Government accounts data for April-August shows strong revenue, some pick-up in spending.

The North Block of the Central Secretariat buildings, which houses the Ministries of Finance and Home Affairs, stands in New Delhi, India. (Photographer: Anindito Mukherjee/Bloomberg)
The North Block of the Central Secretariat buildings, which houses the Ministries of Finance and Home Affairs, stands in New Delhi, India. (Photographer: Anindito Mukherjee/Bloomberg)

The central government's finances continue to benefit from improved tax revenues even as expenditure, at least until July, remained modest.

The fiscal deficit for the April-July period stood at Rs 4.68 lakh crore or 31.1% of the budget estimate of Rs 15.07 lakh crore, according to CGA data. In the year-ago period, the government's fiscal deficit had already surpassed budget estimates.

The central government had budgeted for a fiscal deficit of 6.8% of GDP for FY22. But the government may seek to narrow that budget gap target to 6.3% of GDP, Bloomberg reported.

"The fiscal deficit was not only lower in proportion to entire year’s target but was also lower in value terms compared to FY20 and FY21," said Sunil Kumar Sinha, principal economist at India Ratings & Research Ltd.

Net tax revenue continued to surprise on the upside. This, together, with a higher-than-expected dividend from the central bank earlier this year, has meant that revenue receipts overall are looking strong so far.

Revenue receipts for the April-August period stood at Rs 7.93 lakh crore or 44.4% of budget estimate. This is much higher than the Rs 3.7 lakh crore or 18.3% of budget estimate collected during this period a year ago. It is also higher than the pre-pandemic year of FY20, when Rs 6.03 lakh crore or 30.7% of budgeted receipts had been collected.

Net tax revenue in the first five months of the fiscal stood at Rs 6.45 lakh crore or 41.7% of the budget estimate.

Net tax revenues in FY22 (April-August) were 126.7% and 59.4% higher than the corresponding period in FY21 and FY20, said Sinha. A sharp increase in corporate tax (159.7%) and a 2.5% decline in states' share in central taxes were mainly responsible for for the improved tax collections, Sinha added.

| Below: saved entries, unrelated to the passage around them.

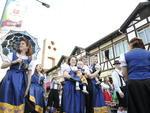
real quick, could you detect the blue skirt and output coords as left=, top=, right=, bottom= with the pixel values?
left=29, top=83, right=45, bottom=113
left=0, top=69, right=26, bottom=113
left=80, top=90, right=86, bottom=113
left=75, top=90, right=85, bottom=113
left=62, top=80, right=75, bottom=113
left=91, top=79, right=105, bottom=107
left=62, top=80, right=85, bottom=113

The healthy expansion in gross tax revenues in H1 FY22 relative to the pre-Covid level augurs that the upturn will sustain in the second half as well, even though a normalising base may dampen the pace of growth going forward. We expect gross tax revenues to exceed the FY22 budget estimate by at least Rs 2 lakh crore
Aditi Nayar, Chief Economist, ICRA

Expenditure picked up in August, the data showed. It may further accelerate as the government has removed spending curbs placed on its departments due to the pandemic.

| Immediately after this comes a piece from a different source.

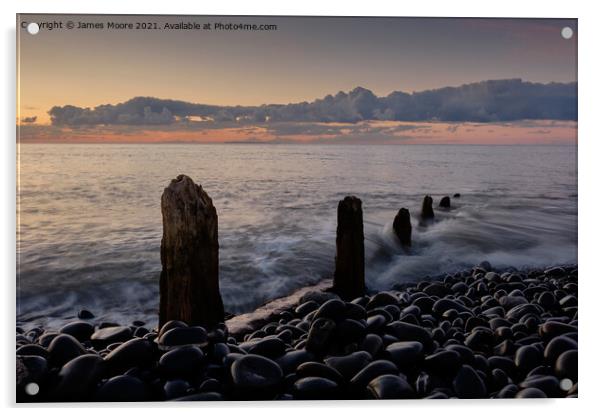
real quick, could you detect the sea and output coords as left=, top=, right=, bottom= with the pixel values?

Total expenditure stood at Rs 12.77 lakh crore or 36.7% of budget estimate. In the year-ago period, the government had spent Rs 12.47 lakh crore or about 41% of its budgeted expenditure.

Capital expenditure in April-August was at Rs 1.71 lakh crore or 31% of budget estimates. Revenue expenditure stood at Rs 11.05 lakh crore or 37.7%.

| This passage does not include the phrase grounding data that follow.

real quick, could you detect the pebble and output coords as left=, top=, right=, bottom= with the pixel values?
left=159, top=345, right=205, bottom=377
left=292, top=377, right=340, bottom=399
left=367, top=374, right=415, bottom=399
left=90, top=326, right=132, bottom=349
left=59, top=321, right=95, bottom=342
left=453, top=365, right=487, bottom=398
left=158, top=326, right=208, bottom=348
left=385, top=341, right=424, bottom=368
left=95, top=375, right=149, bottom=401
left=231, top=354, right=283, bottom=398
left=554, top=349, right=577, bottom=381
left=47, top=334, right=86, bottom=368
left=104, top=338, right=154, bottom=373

"Both revenue and capital spending saw a healthy increase in August 2021, more than offsetting the contraction seen in July 2021," said Nayar. Nevertheless, the revenue expenditure recorded a mild 2% growth in July-August 2021, which suggests that government final consumption expenditure may weigh on GDP for the second quarter of the fiscal year. "The robust 31% expansion in capital expenditure in this two month period will support the growth in gross fixed capital formation," she said.